Önceden, JüpiterSatürn ve Neptün gezegen sistemine parçacıklar pompalayan en az bir buzlu uyduya ev sahipliği yaptığı bulundu.
ABD, Maryland’deki Johns Hopkins Uygulamalı Fizik Laboratuvarı (APL) tarafından yürütülen çalışmada araştırmacılar, şimdiye kadar uzaya giden tek uzay aracı olan NASA’nın Voyager 2 uzay aracı tarafından alınan yaklaşık 40 yıllık enerjik parçacık ve manyetik alan verilerini yeniden analiz ettiler. Uranüs.
Uzay aracının, güneş sisteminin turkuaz, eğik garip topu olan Uranüs’ten ayrılırken gözlemlediği, hapsolmuş bir enerjik parçacık popülasyonu buldular.
Baş yazar, “İlginç olan, bu parçacıkların Uranüs’ün manyetik ekvatorunun yakınında son derece sınırlı olmasıydı” dedi.
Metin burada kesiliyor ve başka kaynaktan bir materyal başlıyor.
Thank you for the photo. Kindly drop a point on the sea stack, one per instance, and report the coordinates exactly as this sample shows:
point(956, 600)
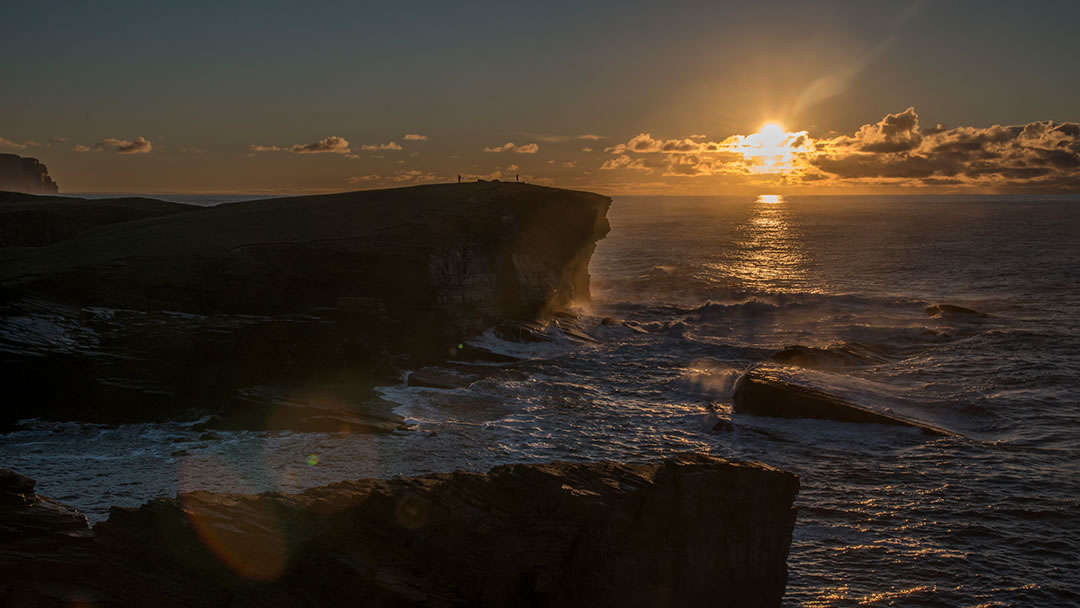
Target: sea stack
point(25, 175)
Ian CohenAPL’de bir uzay bilimcisi.
Sistemdeki manyetik dalgaların normalde enlemde yayılmalarına neden olacağını açıkladı, ancak bu parçacıkların tümü ekvatora yakın, Ariel ve Miranda uyduları arasında sıkışıktı.
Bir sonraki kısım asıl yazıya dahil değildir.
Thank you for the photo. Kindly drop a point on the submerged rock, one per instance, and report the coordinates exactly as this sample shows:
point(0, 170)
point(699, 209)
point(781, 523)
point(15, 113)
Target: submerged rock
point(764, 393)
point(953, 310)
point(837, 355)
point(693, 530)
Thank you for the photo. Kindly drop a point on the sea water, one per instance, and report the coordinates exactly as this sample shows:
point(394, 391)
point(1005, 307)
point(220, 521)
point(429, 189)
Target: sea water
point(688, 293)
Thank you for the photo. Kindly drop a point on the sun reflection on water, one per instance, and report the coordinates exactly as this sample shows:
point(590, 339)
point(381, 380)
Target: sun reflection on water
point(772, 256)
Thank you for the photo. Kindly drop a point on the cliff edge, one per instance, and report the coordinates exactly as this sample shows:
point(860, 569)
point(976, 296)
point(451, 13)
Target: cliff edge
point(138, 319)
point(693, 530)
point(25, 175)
Bilim adamları başlangıçta bu özellikleri, Voyager 2’nin muhtemelen gezegenin manyetosferinin uzak kuyruğundan “enjekte edilen” bir plazma akışından geçmesine bağladılar. Ama bu açıklama tutmuyor, Cohen söz konusu. “Bir enjeksiyon normalde gözlemlenenden çok daha geniş bir parçacık yayılımına sahip olacaktır.”
Ekip, parçacıkların Ariel ve/veya Miranda’dan ya Enceladus’ta görülene benzer bir buhar bulutu aracılığıyla ya da yüksek enerjili parçacıkların bir yüzeye çarparak diğer parçacıkları uzaya fırlattığı bir süreç olan püskürtme yoluyla kaynaklandığından şüpheleniyor.
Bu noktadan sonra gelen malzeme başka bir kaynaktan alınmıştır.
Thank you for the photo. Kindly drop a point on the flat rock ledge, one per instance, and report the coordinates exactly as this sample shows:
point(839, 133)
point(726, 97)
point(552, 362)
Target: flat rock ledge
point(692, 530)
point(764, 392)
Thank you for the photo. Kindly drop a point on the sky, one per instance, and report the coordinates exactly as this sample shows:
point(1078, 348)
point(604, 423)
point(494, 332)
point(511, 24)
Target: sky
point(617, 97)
Yine de bilim adamları, Uranüs’ün en büyük beş uydusunun – Ariel ve Miranda dahil – yer altı okyanuslarına sahip olabileceğinden şimdiden şüpheleniyorlar. Her iki ayın Voyager 2 görüntüleri, yüzeyde donan olası su püskürmeleri de dahil olmak üzere, jeolojik yeniden yüzeye çıkmanın fiziksel belirtilerini gösteriyor.
Cohen, “Veriler, orada aktif bir okyanus ayı olmasının çok heyecan verici potansiyeli ile tutarlı.” Dedi. “Her zaman daha kapsamlı modelleme yapabiliriz, ancak yeni verilere sahip olana kadar sonuç her zaman sınırlı olacaktır.”
Yakın zamanda dergide yayınlanması kabul edilen bulgular Jeofizik Araştırma MektuplarıABD’de yıllık Ay ve Gezegen Bilimi Konferansı’nda da sunuldu.